John Gribardsun was thinking of this when Rachel Silverstein touched his arm. She seemed to be touching him at least ten times a day, as if she were testing to make sure that he existed. Or because she liked to touch him. He did not mind it, though he knew that Drummond disliked it. But it was up to her husband to say something about it to her, and, so far as he knew, the man had never opened his mouth about it.
'Do you think we can get the ship back up by ourselves?' she said. Her light blue eyes were bright, as if she were burning with excitement.
'I suppose so,' he said. 'But I think we could do it far more swiftly and easily if we had the strong backs of some cavemen helping us. So we won't worry about it now. After all, we have four years.'
Robert yon Billmann said something sharply. He was looking through binoculars to the northeast, across the valley. Gribardsun saw the figures that had attracted von Billmann. He lifted his own binoculars. The heads and antlers of several brownish reindeer came into view. He moved the glasses and within a minute had zeroed in on a big grayish shape. It was a wolf. Soon, he caught about a dozen with a sweep of the glasses.

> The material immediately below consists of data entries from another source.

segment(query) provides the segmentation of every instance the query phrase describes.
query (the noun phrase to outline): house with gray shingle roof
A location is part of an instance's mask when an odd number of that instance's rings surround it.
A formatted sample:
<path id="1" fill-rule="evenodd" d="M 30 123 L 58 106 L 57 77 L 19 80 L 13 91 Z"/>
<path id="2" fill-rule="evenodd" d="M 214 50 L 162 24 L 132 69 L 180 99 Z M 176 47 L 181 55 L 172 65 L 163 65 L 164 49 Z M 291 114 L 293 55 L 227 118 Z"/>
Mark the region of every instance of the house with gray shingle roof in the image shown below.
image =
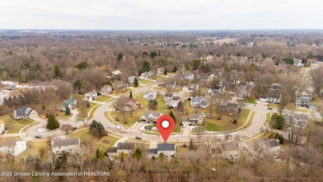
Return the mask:
<path id="1" fill-rule="evenodd" d="M 80 138 L 71 138 L 69 136 L 65 139 L 59 138 L 52 140 L 51 151 L 57 155 L 62 155 L 65 153 L 75 152 L 80 148 Z"/>
<path id="2" fill-rule="evenodd" d="M 74 109 L 76 108 L 76 104 L 77 104 L 77 101 L 71 97 L 63 101 L 57 109 L 58 111 L 66 111 L 66 108 L 68 107 L 70 110 Z"/>
<path id="3" fill-rule="evenodd" d="M 147 123 L 156 123 L 157 119 L 163 116 L 163 114 L 157 111 L 145 111 L 143 114 L 140 117 L 140 121 L 144 121 Z"/>
<path id="4" fill-rule="evenodd" d="M 111 147 L 107 149 L 107 155 L 109 157 L 118 156 L 123 152 L 126 157 L 131 157 L 136 149 L 136 143 L 118 143 L 117 147 Z"/>
<path id="5" fill-rule="evenodd" d="M 38 116 L 38 113 L 31 108 L 24 106 L 14 110 L 13 117 L 15 119 L 29 119 L 33 116 Z"/>
<path id="6" fill-rule="evenodd" d="M 195 96 L 194 98 L 191 97 L 191 106 L 199 106 L 202 100 L 202 98 L 200 98 L 197 96 Z"/>

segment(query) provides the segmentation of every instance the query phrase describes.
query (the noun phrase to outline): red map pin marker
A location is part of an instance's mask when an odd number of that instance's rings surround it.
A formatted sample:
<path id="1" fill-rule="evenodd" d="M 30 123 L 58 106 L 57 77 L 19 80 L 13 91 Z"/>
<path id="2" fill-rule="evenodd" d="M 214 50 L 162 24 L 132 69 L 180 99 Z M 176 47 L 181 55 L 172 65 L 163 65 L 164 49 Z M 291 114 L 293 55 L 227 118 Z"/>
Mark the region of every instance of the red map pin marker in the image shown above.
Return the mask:
<path id="1" fill-rule="evenodd" d="M 174 126 L 175 126 L 175 122 L 171 116 L 163 115 L 159 117 L 156 122 L 156 127 L 165 142 L 167 141 Z"/>

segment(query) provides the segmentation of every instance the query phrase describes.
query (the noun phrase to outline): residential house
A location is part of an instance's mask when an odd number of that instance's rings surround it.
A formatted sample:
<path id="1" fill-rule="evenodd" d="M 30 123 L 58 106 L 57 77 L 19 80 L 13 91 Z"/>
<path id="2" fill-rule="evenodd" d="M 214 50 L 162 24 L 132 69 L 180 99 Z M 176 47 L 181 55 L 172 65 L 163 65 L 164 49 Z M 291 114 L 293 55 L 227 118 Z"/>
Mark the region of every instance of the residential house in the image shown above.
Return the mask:
<path id="1" fill-rule="evenodd" d="M 247 89 L 248 82 L 246 81 L 241 81 L 238 84 L 238 89 Z"/>
<path id="2" fill-rule="evenodd" d="M 128 77 L 128 82 L 129 83 L 133 84 L 135 83 L 135 79 L 136 79 L 135 76 L 131 76 Z"/>
<path id="3" fill-rule="evenodd" d="M 139 76 L 140 79 L 145 80 L 149 78 L 149 75 L 147 71 L 145 71 L 144 73 L 141 73 L 140 76 Z"/>
<path id="4" fill-rule="evenodd" d="M 174 94 L 173 93 L 166 93 L 164 96 L 164 101 L 165 102 L 171 102 L 173 100 L 174 96 Z"/>
<path id="5" fill-rule="evenodd" d="M 261 143 L 264 149 L 266 149 L 268 152 L 277 154 L 281 149 L 281 144 L 278 139 L 271 139 L 265 140 Z"/>
<path id="6" fill-rule="evenodd" d="M 198 90 L 199 87 L 199 85 L 198 84 L 194 84 L 194 83 L 190 83 L 187 86 L 189 90 Z"/>
<path id="7" fill-rule="evenodd" d="M 110 85 L 107 85 L 101 88 L 101 90 L 99 92 L 102 96 L 107 96 L 112 93 L 112 88 Z"/>
<path id="8" fill-rule="evenodd" d="M 207 90 L 207 93 L 209 94 L 213 94 L 216 93 L 223 93 L 225 90 L 225 86 L 222 85 L 214 85 L 212 88 Z"/>
<path id="9" fill-rule="evenodd" d="M 294 113 L 293 116 L 285 115 L 285 119 L 288 123 L 292 123 L 293 125 L 306 128 L 308 123 L 308 116 L 303 113 Z"/>
<path id="10" fill-rule="evenodd" d="M 221 106 L 222 111 L 227 113 L 236 113 L 239 110 L 239 105 L 236 103 L 227 103 L 226 105 Z"/>
<path id="11" fill-rule="evenodd" d="M 97 99 L 97 93 L 95 90 L 93 90 L 85 94 L 84 98 L 82 100 L 84 101 L 92 101 L 96 99 Z"/>
<path id="12" fill-rule="evenodd" d="M 51 151 L 57 155 L 62 155 L 67 152 L 77 151 L 81 144 L 80 138 L 71 138 L 69 136 L 65 139 L 59 138 L 51 140 Z"/>
<path id="13" fill-rule="evenodd" d="M 58 107 L 57 110 L 66 111 L 66 108 L 68 107 L 70 108 L 70 110 L 74 109 L 76 108 L 76 104 L 77 104 L 77 101 L 71 97 L 63 101 L 60 106 Z"/>
<path id="14" fill-rule="evenodd" d="M 157 75 L 159 75 L 160 74 L 164 74 L 164 68 L 159 68 L 157 69 Z"/>
<path id="15" fill-rule="evenodd" d="M 267 102 L 279 104 L 281 95 L 269 94 L 267 95 Z"/>
<path id="16" fill-rule="evenodd" d="M 18 120 L 21 119 L 29 119 L 32 117 L 37 117 L 38 116 L 38 113 L 37 113 L 37 111 L 32 110 L 28 107 L 24 106 L 14 110 L 13 117 L 15 119 Z"/>
<path id="17" fill-rule="evenodd" d="M 206 101 L 202 101 L 201 102 L 201 104 L 200 104 L 200 107 L 201 108 L 204 108 L 204 109 L 206 109 L 207 108 L 207 107 L 209 105 L 209 103 L 206 102 Z"/>
<path id="18" fill-rule="evenodd" d="M 267 91 L 271 93 L 279 93 L 281 86 L 279 84 L 273 84 L 268 88 Z"/>
<path id="19" fill-rule="evenodd" d="M 155 123 L 158 118 L 163 116 L 163 114 L 157 111 L 145 111 L 143 114 L 140 117 L 140 121 L 144 121 L 147 123 Z"/>
<path id="20" fill-rule="evenodd" d="M 194 79 L 194 74 L 192 73 L 187 73 L 185 75 L 184 79 L 188 81 L 192 81 Z"/>
<path id="21" fill-rule="evenodd" d="M 136 149 L 136 143 L 119 143 L 117 147 L 107 148 L 107 155 L 109 157 L 119 156 L 123 152 L 126 157 L 131 157 Z"/>
<path id="22" fill-rule="evenodd" d="M 152 92 L 150 89 L 146 90 L 142 95 L 142 98 L 145 99 L 146 101 L 151 101 L 157 98 L 157 93 Z"/>
<path id="23" fill-rule="evenodd" d="M 165 157 L 168 158 L 175 156 L 176 153 L 176 145 L 174 144 L 168 144 L 167 142 L 163 144 L 157 144 L 157 154 L 159 156 L 159 154 L 163 153 L 165 155 Z"/>
<path id="24" fill-rule="evenodd" d="M 240 158 L 240 150 L 237 143 L 222 144 L 220 146 L 221 156 L 228 162 L 235 162 Z"/>
<path id="25" fill-rule="evenodd" d="M 279 62 L 279 64 L 278 64 L 278 67 L 282 68 L 286 66 L 286 62 L 285 61 L 282 61 Z"/>
<path id="26" fill-rule="evenodd" d="M 0 144 L 0 151 L 5 154 L 12 155 L 16 157 L 27 149 L 26 141 L 9 140 Z"/>
<path id="27" fill-rule="evenodd" d="M 202 102 L 202 98 L 200 98 L 198 96 L 196 96 L 194 98 L 192 97 L 191 97 L 191 106 L 193 107 L 199 107 Z"/>
<path id="28" fill-rule="evenodd" d="M 202 124 L 203 117 L 201 114 L 189 114 L 188 117 L 182 117 L 182 122 L 184 124 Z"/>
<path id="29" fill-rule="evenodd" d="M 208 83 L 210 81 L 210 77 L 208 75 L 202 76 L 200 77 L 200 82 L 202 83 Z"/>
<path id="30" fill-rule="evenodd" d="M 5 122 L 0 120 L 0 134 L 5 131 Z"/>
<path id="31" fill-rule="evenodd" d="M 138 104 L 137 99 L 132 98 L 127 101 L 123 109 L 125 111 L 134 111 L 136 109 L 140 109 L 142 107 L 141 106 L 141 104 Z"/>
<path id="32" fill-rule="evenodd" d="M 309 104 L 310 98 L 309 97 L 300 97 L 296 98 L 296 106 L 307 107 Z"/>

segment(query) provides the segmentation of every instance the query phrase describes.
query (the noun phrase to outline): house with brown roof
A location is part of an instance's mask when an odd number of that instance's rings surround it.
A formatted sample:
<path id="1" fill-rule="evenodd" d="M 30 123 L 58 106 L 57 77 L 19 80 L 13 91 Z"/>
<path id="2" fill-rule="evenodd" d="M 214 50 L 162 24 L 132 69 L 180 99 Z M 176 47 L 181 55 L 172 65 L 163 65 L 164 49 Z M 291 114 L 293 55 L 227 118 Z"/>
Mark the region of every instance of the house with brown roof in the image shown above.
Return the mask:
<path id="1" fill-rule="evenodd" d="M 80 138 L 71 138 L 69 136 L 65 139 L 59 138 L 52 140 L 51 151 L 57 155 L 62 155 L 67 152 L 72 152 L 77 151 L 80 148 Z"/>

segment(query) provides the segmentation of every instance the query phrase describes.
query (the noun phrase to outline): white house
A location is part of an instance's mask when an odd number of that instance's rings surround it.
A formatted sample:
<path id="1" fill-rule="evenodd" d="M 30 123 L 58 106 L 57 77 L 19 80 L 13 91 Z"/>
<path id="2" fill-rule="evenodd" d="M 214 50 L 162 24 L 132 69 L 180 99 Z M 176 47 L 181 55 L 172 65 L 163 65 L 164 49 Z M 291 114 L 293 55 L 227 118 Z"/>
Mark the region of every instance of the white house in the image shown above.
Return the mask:
<path id="1" fill-rule="evenodd" d="M 107 96 L 112 92 L 112 88 L 110 85 L 107 85 L 101 88 L 100 94 L 103 96 Z"/>
<path id="2" fill-rule="evenodd" d="M 85 101 L 92 101 L 94 100 L 97 99 L 97 93 L 93 90 L 90 92 L 88 92 L 84 95 L 84 98 L 82 99 Z"/>
<path id="3" fill-rule="evenodd" d="M 24 106 L 14 110 L 13 117 L 15 119 L 18 120 L 21 119 L 29 119 L 31 117 L 38 116 L 38 113 L 37 112 L 37 111 L 27 106 Z"/>
<path id="4" fill-rule="evenodd" d="M 147 123 L 155 123 L 158 118 L 163 116 L 163 114 L 157 111 L 145 111 L 143 114 L 140 117 L 140 121 L 144 121 Z"/>
<path id="5" fill-rule="evenodd" d="M 63 101 L 57 109 L 59 111 L 66 111 L 66 108 L 68 107 L 70 110 L 74 109 L 76 108 L 77 101 L 73 98 L 70 98 Z"/>
<path id="6" fill-rule="evenodd" d="M 192 98 L 192 97 L 191 97 L 191 106 L 199 106 L 202 100 L 202 98 L 199 98 L 197 96 L 195 96 L 194 98 Z"/>
<path id="7" fill-rule="evenodd" d="M 151 101 L 157 98 L 157 93 L 155 92 L 152 92 L 150 89 L 146 90 L 142 95 L 142 98 L 146 99 L 146 101 Z"/>
<path id="8" fill-rule="evenodd" d="M 0 144 L 0 151 L 16 157 L 27 149 L 26 141 L 9 140 Z"/>
<path id="9" fill-rule="evenodd" d="M 5 122 L 0 120 L 0 134 L 5 131 Z"/>
<path id="10" fill-rule="evenodd" d="M 141 73 L 141 75 L 140 75 L 140 76 L 139 76 L 139 79 L 143 80 L 149 79 L 149 75 L 148 74 L 147 71 L 145 71 L 144 73 Z"/>
<path id="11" fill-rule="evenodd" d="M 128 82 L 129 82 L 129 83 L 134 83 L 135 79 L 136 79 L 135 76 L 129 76 L 128 77 Z"/>
<path id="12" fill-rule="evenodd" d="M 72 139 L 67 136 L 65 139 L 52 140 L 51 144 L 51 151 L 57 155 L 61 155 L 79 149 L 80 141 L 80 138 Z"/>
<path id="13" fill-rule="evenodd" d="M 194 75 L 192 73 L 187 73 L 184 78 L 188 81 L 192 81 L 194 79 Z"/>
<path id="14" fill-rule="evenodd" d="M 165 102 L 171 102 L 173 100 L 174 96 L 174 94 L 173 93 L 166 93 L 164 96 L 164 101 Z"/>

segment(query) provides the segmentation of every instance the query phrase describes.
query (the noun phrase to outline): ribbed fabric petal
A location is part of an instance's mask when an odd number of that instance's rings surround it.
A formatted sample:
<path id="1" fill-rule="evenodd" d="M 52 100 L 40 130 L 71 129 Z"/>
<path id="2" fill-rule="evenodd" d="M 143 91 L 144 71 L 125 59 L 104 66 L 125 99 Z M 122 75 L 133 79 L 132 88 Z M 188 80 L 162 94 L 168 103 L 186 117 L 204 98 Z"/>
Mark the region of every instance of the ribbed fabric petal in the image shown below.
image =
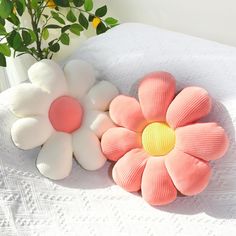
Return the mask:
<path id="1" fill-rule="evenodd" d="M 224 129 L 216 123 L 197 123 L 176 129 L 176 147 L 206 161 L 222 157 L 228 146 Z"/>
<path id="2" fill-rule="evenodd" d="M 199 87 L 183 89 L 170 104 L 166 120 L 172 128 L 190 124 L 211 110 L 211 98 L 207 91 Z"/>
<path id="3" fill-rule="evenodd" d="M 101 146 L 104 155 L 109 160 L 117 161 L 130 150 L 141 147 L 141 140 L 134 131 L 116 127 L 104 133 Z"/>
<path id="4" fill-rule="evenodd" d="M 119 126 L 142 131 L 146 125 L 140 105 L 135 98 L 119 95 L 110 104 L 111 119 Z"/>
<path id="5" fill-rule="evenodd" d="M 117 161 L 112 176 L 116 184 L 126 191 L 134 192 L 141 188 L 141 178 L 149 156 L 142 149 L 133 149 Z"/>
<path id="6" fill-rule="evenodd" d="M 165 164 L 175 187 L 184 195 L 196 195 L 208 185 L 211 168 L 203 160 L 175 149 L 166 156 Z"/>
<path id="7" fill-rule="evenodd" d="M 165 205 L 176 199 L 177 190 L 165 167 L 165 157 L 150 157 L 142 176 L 142 195 L 151 205 Z"/>
<path id="8" fill-rule="evenodd" d="M 138 96 L 144 117 L 165 121 L 166 111 L 175 95 L 175 79 L 168 72 L 153 72 L 142 80 Z"/>

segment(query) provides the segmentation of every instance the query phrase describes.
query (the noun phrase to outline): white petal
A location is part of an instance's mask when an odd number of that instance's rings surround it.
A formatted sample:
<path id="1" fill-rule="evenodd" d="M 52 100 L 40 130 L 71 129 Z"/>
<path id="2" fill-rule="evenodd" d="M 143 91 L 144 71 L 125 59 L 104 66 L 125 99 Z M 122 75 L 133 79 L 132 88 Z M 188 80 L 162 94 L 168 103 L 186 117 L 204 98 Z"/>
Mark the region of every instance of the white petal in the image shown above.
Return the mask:
<path id="1" fill-rule="evenodd" d="M 42 60 L 28 70 L 30 81 L 40 88 L 52 93 L 53 97 L 68 93 L 67 82 L 62 69 L 52 60 Z"/>
<path id="2" fill-rule="evenodd" d="M 103 80 L 90 89 L 86 103 L 93 109 L 107 111 L 112 99 L 118 94 L 118 89 L 112 83 Z"/>
<path id="3" fill-rule="evenodd" d="M 24 150 L 42 145 L 52 132 L 51 123 L 44 116 L 21 118 L 11 128 L 13 142 L 17 147 Z"/>
<path id="4" fill-rule="evenodd" d="M 70 134 L 55 132 L 42 147 L 37 168 L 50 179 L 64 179 L 72 168 L 72 137 Z"/>
<path id="5" fill-rule="evenodd" d="M 72 60 L 64 67 L 68 81 L 69 93 L 74 97 L 82 97 L 95 83 L 95 70 L 82 60 Z"/>
<path id="6" fill-rule="evenodd" d="M 101 138 L 108 129 L 115 127 L 106 113 L 95 110 L 87 111 L 83 122 L 83 125 L 90 128 L 98 138 Z"/>
<path id="7" fill-rule="evenodd" d="M 73 149 L 76 160 L 87 170 L 97 170 L 105 162 L 98 137 L 83 127 L 73 134 Z"/>
<path id="8" fill-rule="evenodd" d="M 9 109 L 19 117 L 47 114 L 52 99 L 38 86 L 24 83 L 9 89 Z"/>

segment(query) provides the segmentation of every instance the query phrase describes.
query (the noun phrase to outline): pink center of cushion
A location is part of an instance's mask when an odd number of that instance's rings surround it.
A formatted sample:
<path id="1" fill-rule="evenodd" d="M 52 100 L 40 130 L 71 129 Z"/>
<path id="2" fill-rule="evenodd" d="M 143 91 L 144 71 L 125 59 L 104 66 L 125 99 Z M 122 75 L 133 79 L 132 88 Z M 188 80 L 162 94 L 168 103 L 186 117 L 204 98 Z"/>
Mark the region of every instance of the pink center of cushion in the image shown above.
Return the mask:
<path id="1" fill-rule="evenodd" d="M 83 109 L 77 99 L 62 96 L 52 102 L 48 115 L 55 130 L 72 133 L 81 125 Z"/>

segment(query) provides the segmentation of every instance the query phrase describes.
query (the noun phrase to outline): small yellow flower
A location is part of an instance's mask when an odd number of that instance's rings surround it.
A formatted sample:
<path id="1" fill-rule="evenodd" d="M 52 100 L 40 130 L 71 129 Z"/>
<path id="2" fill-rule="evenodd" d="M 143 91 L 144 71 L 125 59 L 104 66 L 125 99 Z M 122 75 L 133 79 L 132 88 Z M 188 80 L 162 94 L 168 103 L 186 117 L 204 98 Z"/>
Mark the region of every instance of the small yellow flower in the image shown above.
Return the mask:
<path id="1" fill-rule="evenodd" d="M 100 18 L 95 17 L 95 18 L 93 19 L 93 22 L 92 22 L 93 28 L 96 29 L 96 28 L 98 27 L 98 25 L 100 24 L 100 22 L 101 22 Z"/>
<path id="2" fill-rule="evenodd" d="M 54 2 L 54 0 L 44 0 L 45 2 L 47 2 L 47 6 L 49 7 L 49 8 L 56 8 L 56 4 L 55 4 L 55 2 Z"/>

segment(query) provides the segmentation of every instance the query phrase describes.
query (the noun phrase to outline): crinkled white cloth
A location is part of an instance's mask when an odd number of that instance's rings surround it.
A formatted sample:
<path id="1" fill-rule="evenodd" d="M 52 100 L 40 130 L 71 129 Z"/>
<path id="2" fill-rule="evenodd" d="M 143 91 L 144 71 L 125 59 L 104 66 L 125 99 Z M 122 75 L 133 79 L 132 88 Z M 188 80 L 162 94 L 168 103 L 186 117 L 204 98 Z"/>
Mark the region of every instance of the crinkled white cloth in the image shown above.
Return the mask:
<path id="1" fill-rule="evenodd" d="M 208 188 L 171 205 L 151 207 L 115 186 L 110 164 L 52 182 L 35 167 L 38 149 L 13 146 L 15 118 L 0 106 L 0 235 L 225 236 L 236 235 L 236 49 L 141 24 L 124 24 L 88 40 L 72 58 L 92 63 L 101 79 L 135 94 L 136 81 L 167 70 L 178 88 L 198 85 L 214 98 L 207 120 L 228 132 L 227 155 L 212 163 Z M 36 134 L 37 135 L 37 134 Z"/>

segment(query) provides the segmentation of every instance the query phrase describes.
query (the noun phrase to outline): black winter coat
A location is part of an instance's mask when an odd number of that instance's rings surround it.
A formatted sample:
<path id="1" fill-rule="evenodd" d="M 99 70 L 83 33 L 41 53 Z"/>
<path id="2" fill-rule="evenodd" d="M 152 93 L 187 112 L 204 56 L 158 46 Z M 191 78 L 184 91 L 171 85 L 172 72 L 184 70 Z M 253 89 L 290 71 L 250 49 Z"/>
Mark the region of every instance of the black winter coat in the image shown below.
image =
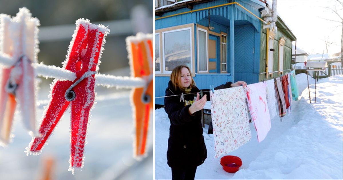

The deer were well aware of the wolves. They continued to crop at the moss between liftings of the head, to sniff the air, and to eye the slinking beasts some fifty yards distant.
Presently some of the gray shapes floated behind a hill and soon appeared ahead of the herd. They disappeared again, and then those that had remained moved in slowly toward the herd. The deer waited for a minute to make sure that the wolves would not stop and suddenly, as if the leader had spoken, they bounded away. The wolves ran after them, and then, as the herd passed the hill behind which the others were, they veered away. Six wolves had run out at them. One wolf caught a doe that stumbled, and the others leaped upon it. The remaining deer got away, except for a buck that slipped when he leaped across a brook. Before he could get up again, he found two wolves tearing at his legs. These were joined by others, and the wolves quit running.